A value of 1, indicates a depth of level 2, with the value that comes after the “->” representing the maximum number of URLs to find, for every URL found per the total parameter. For clarification, and as shown in the example above, first, the spider will look for 10 URLs (as specified in the total parameter), and then, each of those found URLs will be spidered up to a max of 3 URLs; therefore, and in the best-case scenario, we would end up with 40 (10 + (10*3)) URLs.
The sleep parameter takes an integer value representing the number of milliseconds to sleep between every HTTP request.

Note 1: Type 3 URL could be turned into type 1 URL by setting the configuration parameter live_crawler to false, in the configuration file, in the spider section.

Note 2: Empty lines and lines that start with “;” or “//” are ignored.

The spider functionality is what gives Crawlector the capability to find additional links on the targeted page.

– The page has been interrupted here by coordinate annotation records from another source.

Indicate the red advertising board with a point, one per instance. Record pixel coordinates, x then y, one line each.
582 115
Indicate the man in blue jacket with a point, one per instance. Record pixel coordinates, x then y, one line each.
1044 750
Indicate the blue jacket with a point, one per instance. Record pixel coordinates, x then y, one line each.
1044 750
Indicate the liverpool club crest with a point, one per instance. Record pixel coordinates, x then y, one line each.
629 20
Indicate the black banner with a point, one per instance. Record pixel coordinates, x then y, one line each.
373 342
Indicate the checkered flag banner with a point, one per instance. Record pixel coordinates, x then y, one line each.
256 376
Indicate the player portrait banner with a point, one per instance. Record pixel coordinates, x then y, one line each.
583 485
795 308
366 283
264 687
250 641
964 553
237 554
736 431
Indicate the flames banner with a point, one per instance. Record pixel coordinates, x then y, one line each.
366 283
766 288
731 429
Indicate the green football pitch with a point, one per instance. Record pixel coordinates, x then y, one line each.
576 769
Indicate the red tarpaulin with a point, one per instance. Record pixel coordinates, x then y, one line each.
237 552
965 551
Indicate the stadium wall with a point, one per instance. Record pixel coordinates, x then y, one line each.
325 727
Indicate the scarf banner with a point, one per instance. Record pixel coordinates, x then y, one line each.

The Spider supports the following featuers:

The domain has to be of Type 3, for the Spider functionality to work
You may specify a list of wildcarded patterns (pipe delimited) to prevent spidering matching urls via the exclude_url config. option. For example, *.zip|*.exe|*.rar|*.zip|*.7z|*.pdf|.*bat|*.db
You may specify a list of wildcarded patterns (pipe delimited) to spider only urls that match the pattern via the include_url config. option. For example, */checkout/*|*/products/*
You may exclude HTTPS urls via the config. option exclude_https
You may account for outbound/external links as well, for the main page only, via the config. option add_ext_links. This feature honours the exclude_url and include_url config. option.
You may account for outbound/external links of the main page only, excluding all other urls, via the config. option ext_links_only. This feature honours the exclude_url and include_url config. option.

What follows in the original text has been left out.